Take abortion funding out of health plan

President Obama may have told a little white lie during his private audience July 10 with Pope Benedict XVI. The Vatican’s official spokesman, Rev. Federico Lombardi, S.J. said “the president explicitly expressed his commitment to reducing the numbers of abortions and to listen to the church’s concern on moral issues.” But a different line has been coming from the Obama White House for several months, as administration officials conducted a series of secret meetings with pro-abortion, pro-life, and religious and political activists from both sides. Those meetings were meant, as the president described it in his Notre Dame address, to seek a “common ground” between abortions foes and supporters. Obama was quite specific in that speech, saying “let’s work together to reduce the number of women seeking abortions by reducing unintended pregnancies and making adoption more available, and providing care and support for women who do carry their child to term.”

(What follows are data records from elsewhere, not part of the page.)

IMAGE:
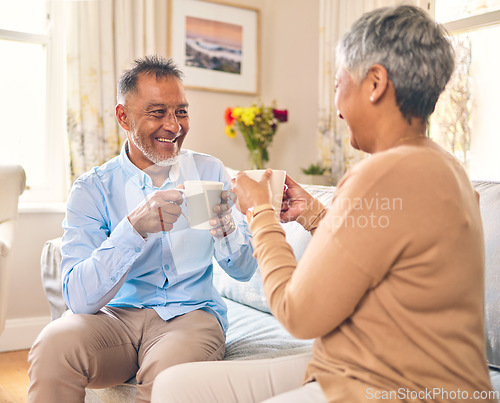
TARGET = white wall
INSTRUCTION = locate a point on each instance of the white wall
(289, 75)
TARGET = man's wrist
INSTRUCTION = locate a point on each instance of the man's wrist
(252, 212)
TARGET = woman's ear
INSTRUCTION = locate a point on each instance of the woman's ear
(378, 82)
(121, 116)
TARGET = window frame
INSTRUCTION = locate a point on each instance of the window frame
(54, 189)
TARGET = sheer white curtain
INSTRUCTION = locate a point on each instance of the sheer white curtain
(103, 38)
(336, 17)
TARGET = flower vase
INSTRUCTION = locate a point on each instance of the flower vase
(256, 160)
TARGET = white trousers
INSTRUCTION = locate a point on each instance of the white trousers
(276, 380)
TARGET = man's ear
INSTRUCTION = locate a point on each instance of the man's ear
(121, 117)
(378, 81)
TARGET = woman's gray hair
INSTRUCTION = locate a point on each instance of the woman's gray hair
(413, 48)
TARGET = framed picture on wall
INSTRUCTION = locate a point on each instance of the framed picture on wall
(216, 44)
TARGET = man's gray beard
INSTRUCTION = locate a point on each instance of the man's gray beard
(166, 163)
(153, 158)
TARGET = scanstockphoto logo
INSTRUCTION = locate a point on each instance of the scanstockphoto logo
(365, 212)
(434, 394)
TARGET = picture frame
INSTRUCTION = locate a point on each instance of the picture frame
(216, 44)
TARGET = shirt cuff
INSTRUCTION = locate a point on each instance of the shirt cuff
(311, 217)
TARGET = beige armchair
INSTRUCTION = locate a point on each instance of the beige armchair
(12, 183)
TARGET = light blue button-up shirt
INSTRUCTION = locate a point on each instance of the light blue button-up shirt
(105, 261)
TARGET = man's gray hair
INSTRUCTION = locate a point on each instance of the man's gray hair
(413, 48)
(157, 65)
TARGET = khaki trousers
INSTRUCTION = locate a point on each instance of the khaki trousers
(275, 380)
(114, 345)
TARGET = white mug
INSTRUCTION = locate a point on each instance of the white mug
(277, 184)
(201, 197)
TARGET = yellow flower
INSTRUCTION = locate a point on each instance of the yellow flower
(230, 132)
(237, 112)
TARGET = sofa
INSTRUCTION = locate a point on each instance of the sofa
(12, 183)
(254, 332)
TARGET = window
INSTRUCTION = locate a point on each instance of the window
(32, 102)
(465, 121)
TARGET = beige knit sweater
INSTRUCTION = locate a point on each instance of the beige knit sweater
(391, 285)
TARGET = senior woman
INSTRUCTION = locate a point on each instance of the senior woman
(391, 284)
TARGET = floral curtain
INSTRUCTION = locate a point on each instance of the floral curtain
(336, 17)
(103, 38)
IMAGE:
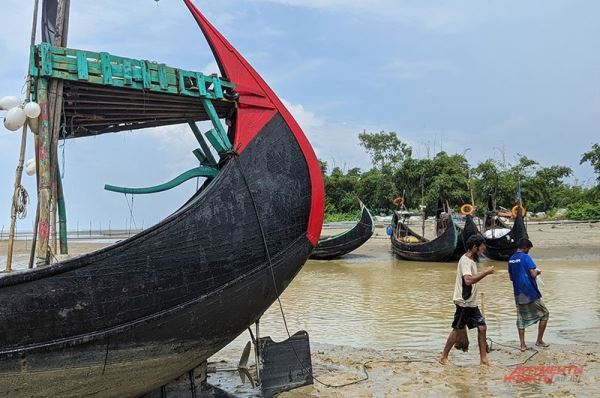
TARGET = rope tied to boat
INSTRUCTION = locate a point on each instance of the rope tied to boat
(21, 200)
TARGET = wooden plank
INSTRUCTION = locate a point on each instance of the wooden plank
(127, 72)
(106, 68)
(220, 130)
(46, 59)
(207, 153)
(216, 141)
(82, 67)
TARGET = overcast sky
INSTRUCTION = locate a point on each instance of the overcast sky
(493, 76)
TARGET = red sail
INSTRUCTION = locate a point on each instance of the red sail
(257, 105)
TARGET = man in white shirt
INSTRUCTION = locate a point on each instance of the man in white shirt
(465, 296)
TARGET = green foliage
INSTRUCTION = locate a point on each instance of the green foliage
(421, 181)
(385, 149)
(593, 157)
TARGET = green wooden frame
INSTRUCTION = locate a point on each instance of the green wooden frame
(180, 179)
(106, 69)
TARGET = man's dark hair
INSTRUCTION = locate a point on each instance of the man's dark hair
(474, 241)
(524, 243)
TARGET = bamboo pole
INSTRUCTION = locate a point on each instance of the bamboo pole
(19, 172)
(37, 207)
(62, 216)
(48, 148)
(43, 224)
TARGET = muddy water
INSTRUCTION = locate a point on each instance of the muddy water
(371, 299)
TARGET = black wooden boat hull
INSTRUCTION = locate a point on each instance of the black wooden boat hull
(344, 243)
(500, 249)
(439, 249)
(464, 233)
(129, 318)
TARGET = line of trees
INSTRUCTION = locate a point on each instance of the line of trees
(396, 172)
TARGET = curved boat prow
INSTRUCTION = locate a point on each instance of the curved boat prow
(128, 319)
(347, 241)
(257, 105)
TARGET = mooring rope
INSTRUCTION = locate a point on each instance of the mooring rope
(364, 364)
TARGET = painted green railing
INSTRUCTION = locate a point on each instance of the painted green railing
(104, 68)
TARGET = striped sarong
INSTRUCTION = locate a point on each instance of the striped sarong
(532, 313)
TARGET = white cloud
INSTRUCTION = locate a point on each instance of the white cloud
(428, 15)
(305, 118)
(210, 68)
(411, 70)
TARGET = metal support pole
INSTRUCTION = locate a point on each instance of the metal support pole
(257, 352)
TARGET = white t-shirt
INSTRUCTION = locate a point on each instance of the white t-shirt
(466, 266)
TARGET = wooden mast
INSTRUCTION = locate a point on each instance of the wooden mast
(19, 173)
(50, 98)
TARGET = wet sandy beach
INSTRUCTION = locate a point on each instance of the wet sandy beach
(375, 318)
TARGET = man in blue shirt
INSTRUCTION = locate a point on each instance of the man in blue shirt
(530, 307)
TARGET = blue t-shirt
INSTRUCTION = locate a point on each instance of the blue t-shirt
(524, 286)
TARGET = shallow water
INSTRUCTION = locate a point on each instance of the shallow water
(371, 299)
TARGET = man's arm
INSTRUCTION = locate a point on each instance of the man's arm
(472, 279)
(533, 271)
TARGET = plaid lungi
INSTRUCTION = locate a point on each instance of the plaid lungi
(529, 314)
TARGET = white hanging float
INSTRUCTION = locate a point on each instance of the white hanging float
(30, 167)
(15, 118)
(9, 102)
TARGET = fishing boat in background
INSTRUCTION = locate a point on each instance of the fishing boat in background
(129, 318)
(501, 239)
(468, 229)
(336, 246)
(409, 245)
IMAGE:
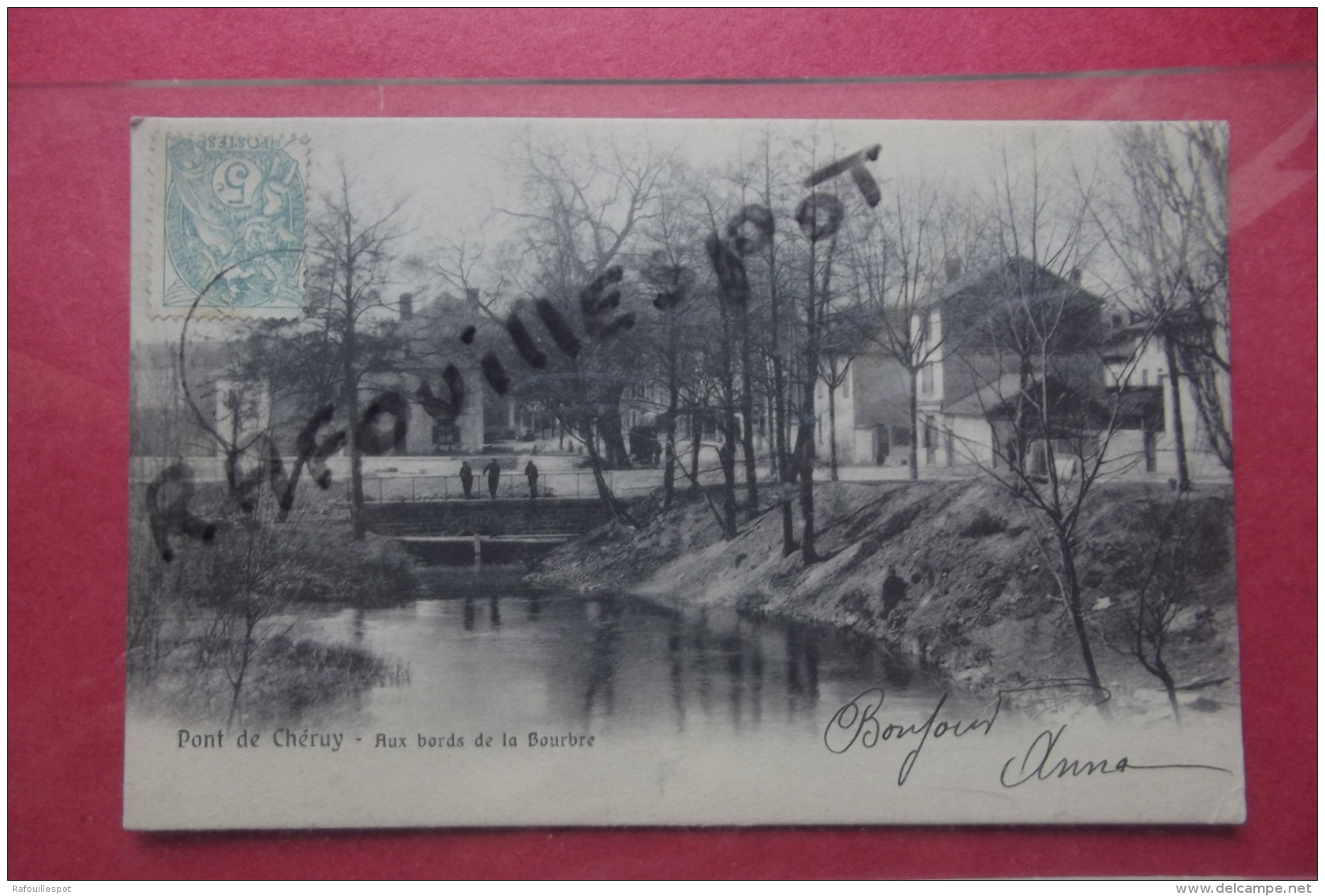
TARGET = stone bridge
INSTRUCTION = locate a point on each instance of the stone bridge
(513, 516)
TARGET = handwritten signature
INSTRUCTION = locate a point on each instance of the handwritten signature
(858, 725)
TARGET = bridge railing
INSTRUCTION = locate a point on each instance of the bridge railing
(558, 483)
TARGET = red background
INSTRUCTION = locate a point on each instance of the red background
(69, 105)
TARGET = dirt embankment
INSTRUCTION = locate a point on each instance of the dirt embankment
(970, 592)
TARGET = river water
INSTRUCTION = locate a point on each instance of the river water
(484, 650)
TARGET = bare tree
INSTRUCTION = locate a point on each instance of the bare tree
(1050, 419)
(351, 252)
(582, 212)
(1170, 234)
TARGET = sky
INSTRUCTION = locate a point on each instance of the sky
(453, 174)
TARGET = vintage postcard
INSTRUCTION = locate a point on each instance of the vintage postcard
(550, 472)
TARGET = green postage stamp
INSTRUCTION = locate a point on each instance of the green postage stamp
(232, 223)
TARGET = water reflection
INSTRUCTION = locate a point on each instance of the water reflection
(550, 662)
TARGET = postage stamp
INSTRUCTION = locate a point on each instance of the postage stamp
(532, 472)
(232, 221)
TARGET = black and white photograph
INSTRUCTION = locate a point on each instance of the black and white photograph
(671, 472)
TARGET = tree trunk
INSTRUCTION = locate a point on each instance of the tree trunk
(727, 456)
(1179, 441)
(832, 429)
(696, 431)
(1074, 600)
(805, 435)
(747, 413)
(913, 444)
(673, 398)
(780, 413)
(350, 388)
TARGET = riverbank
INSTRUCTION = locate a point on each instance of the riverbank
(971, 596)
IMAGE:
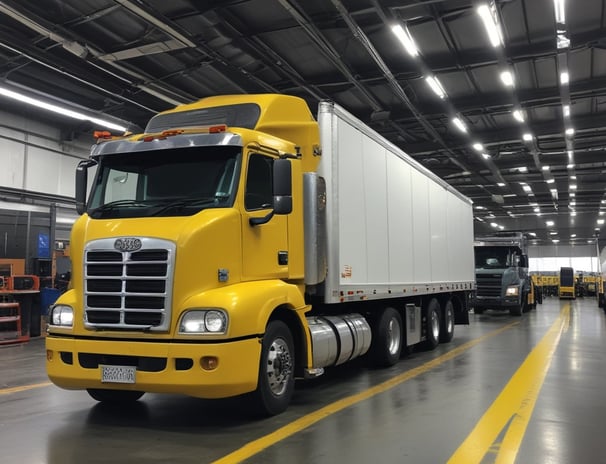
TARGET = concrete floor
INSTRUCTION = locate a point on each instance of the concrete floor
(420, 411)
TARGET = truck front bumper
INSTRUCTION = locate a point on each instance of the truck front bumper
(495, 303)
(165, 367)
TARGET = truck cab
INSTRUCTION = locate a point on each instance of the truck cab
(502, 278)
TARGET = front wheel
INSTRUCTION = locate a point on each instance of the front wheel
(386, 338)
(276, 381)
(432, 325)
(114, 396)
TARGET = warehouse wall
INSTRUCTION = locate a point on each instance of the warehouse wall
(34, 158)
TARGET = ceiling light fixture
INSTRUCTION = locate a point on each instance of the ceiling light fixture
(560, 13)
(60, 110)
(460, 125)
(507, 78)
(518, 115)
(562, 41)
(403, 34)
(435, 85)
(491, 23)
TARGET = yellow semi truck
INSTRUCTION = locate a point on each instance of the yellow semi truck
(239, 244)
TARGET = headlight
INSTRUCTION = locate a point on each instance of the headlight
(512, 290)
(200, 321)
(62, 315)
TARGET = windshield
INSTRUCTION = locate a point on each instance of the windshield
(494, 257)
(177, 182)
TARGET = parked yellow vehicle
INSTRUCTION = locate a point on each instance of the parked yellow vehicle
(239, 243)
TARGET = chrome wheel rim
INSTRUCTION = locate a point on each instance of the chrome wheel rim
(279, 366)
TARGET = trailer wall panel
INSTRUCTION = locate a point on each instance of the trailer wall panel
(393, 228)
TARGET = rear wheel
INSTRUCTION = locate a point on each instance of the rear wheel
(114, 396)
(276, 381)
(447, 323)
(386, 338)
(432, 325)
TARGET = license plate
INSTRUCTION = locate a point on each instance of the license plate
(118, 374)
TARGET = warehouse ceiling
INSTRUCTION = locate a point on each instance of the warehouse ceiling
(528, 147)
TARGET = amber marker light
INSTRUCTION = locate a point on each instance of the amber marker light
(209, 363)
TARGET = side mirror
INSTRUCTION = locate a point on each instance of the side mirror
(282, 181)
(282, 193)
(81, 184)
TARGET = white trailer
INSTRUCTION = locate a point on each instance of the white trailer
(398, 240)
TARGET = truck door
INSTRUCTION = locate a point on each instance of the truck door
(264, 246)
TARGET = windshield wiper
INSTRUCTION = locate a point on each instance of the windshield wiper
(188, 202)
(112, 205)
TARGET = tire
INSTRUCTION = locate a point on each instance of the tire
(447, 323)
(387, 339)
(276, 382)
(114, 396)
(432, 325)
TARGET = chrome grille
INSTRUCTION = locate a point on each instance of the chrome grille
(488, 284)
(128, 290)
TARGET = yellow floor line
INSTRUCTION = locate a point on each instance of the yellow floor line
(256, 446)
(512, 409)
(6, 391)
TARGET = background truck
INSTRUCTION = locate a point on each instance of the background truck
(567, 287)
(502, 278)
(238, 244)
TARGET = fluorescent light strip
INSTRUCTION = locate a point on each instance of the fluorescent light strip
(403, 34)
(507, 78)
(59, 110)
(488, 15)
(435, 85)
(460, 125)
(560, 13)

But the White House official who led those secret meetings put a very different spin on the administration’s goals. When meeting participant Wendy Wright of Concerned Women for America noted Obama’s language favoring fewer abortions, she was testily corrected by Melody Barnes, White House domestic policy director, who said: “It is not our goal to reduce the number of abortions.” According to Wright, Barnes then said the administration’s goal is instead to “reduce the need for abortions.” To appreciate that something far more important than mere quibbling over language is involved, it is only necessary to look at Obama’s budget and at the health care reform legislation now before Congress.

In his 2010 budget proposal, Obama asked Congress to repeal a long-standing legislative provision that prevented federal funds from being used to pay for abortions by the District of Columbia government. The House Appropriations Committee voted with Obama on the issue July 8 and it appears likely the provision will be in whatever final budget measure Congress approves, with a result that thousands more D.C. abortions will be paid for by federal taxpayers. Obama has been silent as key amendments by representatives Eric Cantor, R-VA, and Sam Johnson, R-TX, to prevent federal funding of abortions under the health care reform bill were rejected in the House. Research by the Alan Guttmacher Institute makes clear that federal funding encourages more abortions, not fewer. So, if Obama meant what he said to the Pope in the Vatican and to America at Notre Dame about reducing the number of abortions, he should urge Congress to remove such funding from health care reform.